No espero que nadie venga a ayudarme, pues por fin he empezado a comprender que mi situación actual puede ser el fruto de los terribles hechos que cometí en el pasado. Pronto moriré pero antes de hacerlo quiero desahogarme contando la historia de cómo he acabado aquí, emparedado y sin posibilidad de salir.

Desde muy pequeño fui objeto de todo tipo de burlas y vejaciones por mi forma de ser. No me gustaban las personas y por consiguiente, yo tampoco les gustaba a ellas. Experimentaba una especie de repugnancia cuando presenciaba muestras de afecto ajenas en público y evitaba cualquier tipo de contacto visual con mis compañeros e incluso familiares.

Mis padres, preocupados por mi temprana e irremediable soledad, buscaban cualquier aparato electrónico con el que entretenerme para no tener que enfrentarse a la frustración de haber traído al mundo un niño deshabitado. En uno de sus patéticos intentos por demostrar que se preocupaban por mí me regalaron un Smartphone. Evidentemente desconocía la utilidad de aquel dispositivo y no me interesaba lo más mínimo; sin embargo una noche en la que soñaba plácidamente con que todos a mi alrededor se desvanecían y me quedaba solo en el mundo, el móvil sonó. Presa de la confusión ante tal suceso, no pude evitar sino responder a la llamada. Al otro lado una extraña voz empezó a hablarme de la importancia de entablar contacto con personas como yo.

Hice caso omiso de sus consejos, aunque debo reconocer que lo extraño de aquella llamada logró intrigarme hasta tal punto que no pude evitar descolgar el móvil las siguientes semanas en las que la extraña voz llamaba para despertarme. La voz me decía una y otra vez que debía probar a hacer amigos por lo que un día decidí intentarlo (sólo para comprobar si la voz desconocida tenía razón o no).

Un gorrión con el ala partida fue mi primer amigo. Tras llevarlo a casa y atarle a la pata de una silla, pasé dos semanas enteras hablándole; el pájaro murió, no sé si fruto de inanición o del aburrimiento; sea como fuere, aquella experiencia me maravilló, por lo que pasé los siguientes meses practicando aquella terapia con animales abandonados que encontraba por la calle.

Las extrañas llamadas seguían teniendo lugar y cada vez confiaba más en los consejos de aquella voz. A punto estuve de contarle mis progresos en lo referente a la interacción con otros animales, pero temiendo que el trágico final que les acontecía pudiera asustar a la voz, mentía y decía que había empezado a entablar amistad con ellos.

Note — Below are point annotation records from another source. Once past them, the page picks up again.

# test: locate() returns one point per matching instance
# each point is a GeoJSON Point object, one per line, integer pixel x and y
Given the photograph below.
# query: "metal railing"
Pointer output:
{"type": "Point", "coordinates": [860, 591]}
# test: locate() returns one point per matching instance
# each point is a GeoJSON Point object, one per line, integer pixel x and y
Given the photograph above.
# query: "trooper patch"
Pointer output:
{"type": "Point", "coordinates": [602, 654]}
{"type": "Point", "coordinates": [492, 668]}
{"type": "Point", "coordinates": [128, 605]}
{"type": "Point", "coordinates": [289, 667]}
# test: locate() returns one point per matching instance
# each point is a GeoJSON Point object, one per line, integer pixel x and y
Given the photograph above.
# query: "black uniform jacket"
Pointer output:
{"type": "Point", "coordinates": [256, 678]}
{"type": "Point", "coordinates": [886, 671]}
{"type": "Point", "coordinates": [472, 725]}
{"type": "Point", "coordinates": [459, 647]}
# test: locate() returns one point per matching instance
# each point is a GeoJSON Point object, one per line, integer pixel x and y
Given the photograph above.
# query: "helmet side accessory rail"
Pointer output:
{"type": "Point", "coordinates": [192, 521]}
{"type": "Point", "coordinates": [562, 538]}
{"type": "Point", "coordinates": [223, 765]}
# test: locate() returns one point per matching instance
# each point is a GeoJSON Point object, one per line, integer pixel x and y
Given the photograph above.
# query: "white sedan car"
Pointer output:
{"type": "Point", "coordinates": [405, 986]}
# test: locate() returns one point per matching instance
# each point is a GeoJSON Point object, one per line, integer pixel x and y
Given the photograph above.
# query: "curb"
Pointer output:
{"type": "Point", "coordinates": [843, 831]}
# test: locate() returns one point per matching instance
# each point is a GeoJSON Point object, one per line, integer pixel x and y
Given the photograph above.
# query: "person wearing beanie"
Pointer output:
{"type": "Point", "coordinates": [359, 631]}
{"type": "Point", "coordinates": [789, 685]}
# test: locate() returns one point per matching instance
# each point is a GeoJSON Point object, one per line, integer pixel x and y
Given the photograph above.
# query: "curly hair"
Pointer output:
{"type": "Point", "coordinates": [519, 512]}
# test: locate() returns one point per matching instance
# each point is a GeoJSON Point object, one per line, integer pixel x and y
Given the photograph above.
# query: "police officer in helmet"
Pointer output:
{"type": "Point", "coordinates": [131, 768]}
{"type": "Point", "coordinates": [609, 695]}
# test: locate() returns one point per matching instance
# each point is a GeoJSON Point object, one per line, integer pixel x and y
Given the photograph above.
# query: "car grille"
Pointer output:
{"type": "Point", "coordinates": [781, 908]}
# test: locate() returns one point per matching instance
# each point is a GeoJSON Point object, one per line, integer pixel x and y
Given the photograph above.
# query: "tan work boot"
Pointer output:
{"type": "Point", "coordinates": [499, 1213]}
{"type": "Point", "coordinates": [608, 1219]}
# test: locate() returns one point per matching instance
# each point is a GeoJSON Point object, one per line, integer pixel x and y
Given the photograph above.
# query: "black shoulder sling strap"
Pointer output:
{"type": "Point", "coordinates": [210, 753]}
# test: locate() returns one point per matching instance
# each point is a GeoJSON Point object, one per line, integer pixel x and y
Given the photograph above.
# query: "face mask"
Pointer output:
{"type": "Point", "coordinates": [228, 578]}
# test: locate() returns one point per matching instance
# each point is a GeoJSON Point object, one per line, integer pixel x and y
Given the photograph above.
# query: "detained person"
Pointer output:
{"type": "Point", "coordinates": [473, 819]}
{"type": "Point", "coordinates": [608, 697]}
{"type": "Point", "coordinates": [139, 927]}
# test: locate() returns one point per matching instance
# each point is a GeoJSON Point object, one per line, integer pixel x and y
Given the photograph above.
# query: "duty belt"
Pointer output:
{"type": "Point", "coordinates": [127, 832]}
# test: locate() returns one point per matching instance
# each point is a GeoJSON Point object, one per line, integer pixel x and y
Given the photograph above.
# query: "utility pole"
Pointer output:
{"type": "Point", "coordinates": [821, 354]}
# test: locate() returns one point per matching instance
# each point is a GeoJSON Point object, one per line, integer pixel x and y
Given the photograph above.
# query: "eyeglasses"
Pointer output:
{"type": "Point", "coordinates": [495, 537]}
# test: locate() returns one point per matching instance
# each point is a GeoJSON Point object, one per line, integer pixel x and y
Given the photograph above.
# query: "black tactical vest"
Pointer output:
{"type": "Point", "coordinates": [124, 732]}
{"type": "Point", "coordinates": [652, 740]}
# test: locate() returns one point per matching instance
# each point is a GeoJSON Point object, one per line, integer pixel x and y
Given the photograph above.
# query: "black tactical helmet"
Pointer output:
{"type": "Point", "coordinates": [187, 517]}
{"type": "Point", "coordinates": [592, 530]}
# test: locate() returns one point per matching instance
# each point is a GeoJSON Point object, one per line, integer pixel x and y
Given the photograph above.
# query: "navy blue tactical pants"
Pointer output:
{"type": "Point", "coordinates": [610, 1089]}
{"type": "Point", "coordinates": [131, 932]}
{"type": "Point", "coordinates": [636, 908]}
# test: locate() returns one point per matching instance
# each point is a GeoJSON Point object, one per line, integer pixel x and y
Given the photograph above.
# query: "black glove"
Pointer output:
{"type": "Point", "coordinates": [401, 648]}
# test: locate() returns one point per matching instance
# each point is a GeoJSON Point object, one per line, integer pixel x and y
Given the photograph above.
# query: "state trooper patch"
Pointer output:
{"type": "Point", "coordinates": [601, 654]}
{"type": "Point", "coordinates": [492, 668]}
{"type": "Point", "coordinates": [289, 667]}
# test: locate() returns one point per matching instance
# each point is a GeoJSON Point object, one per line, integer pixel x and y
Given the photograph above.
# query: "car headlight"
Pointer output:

En vista de mis progresos en lo que a socializar respecta, la voz sugirió que intentase ahora relacionarme con personas y así lo hice.

Edgar era un niño de siete años al que no pareció incomodar que un adulto como yo le invitara a casa a ver a su colección de animales disecados. Ya en mi habitación, empecé con las presentaciones; primero el gorrión, después el gato negro, seguidos de la rata y el cachorrito schnauzer. Asustado, supongo que por la impresión que le causó ver la cara de horror de aquellos animales, Edgar pidió entre sollozos que le llevara de nuevo al parque. Aquello me ofendió, pues pensaba que Edgar valoraba nuestra amistad, así que para hacerle entender que éramos amigos, le até, tal y como había hecho con los otros. Para mi sorpresa y el horror de mis padres, el resultado fue el mismo que con mis otros compañeros y el joven Edgar murió, aunque esta vez creo que no fue de aburrimiento.

Después de aquel triste episodio pasaron varias semanas hasta que la voz volvió a llamarme para despertarme como de costumbre de mis apacibles sueños. Esta vez no entendía qué quería que hiciera pero lo achaqué al hecho de que debía estar demasiado dormido para comprender bien su mensaje.

Quería jugar a un juego conmigo, "el escondite de los mayores" decía;  el pasatiempo consistía en esconderse lo mejor que pudiera de todos los que me buscaban por haberle hecho daño a Edgar y él me ayudaría a hacerlo.  Sólo tenía que comprar ladrillos y cemento, elegir un rincón de mi habitación e ir colocándolos unos encima de otros hasta formar una pared que me protegiese del mundo exterior.

He perdido la cuenta del tiempo que llevo aquí. No comprendo por qué nadie viene a sacarme o por qué cuando llamo al número de la voz extraña, suena en la habitación de mamá y papá.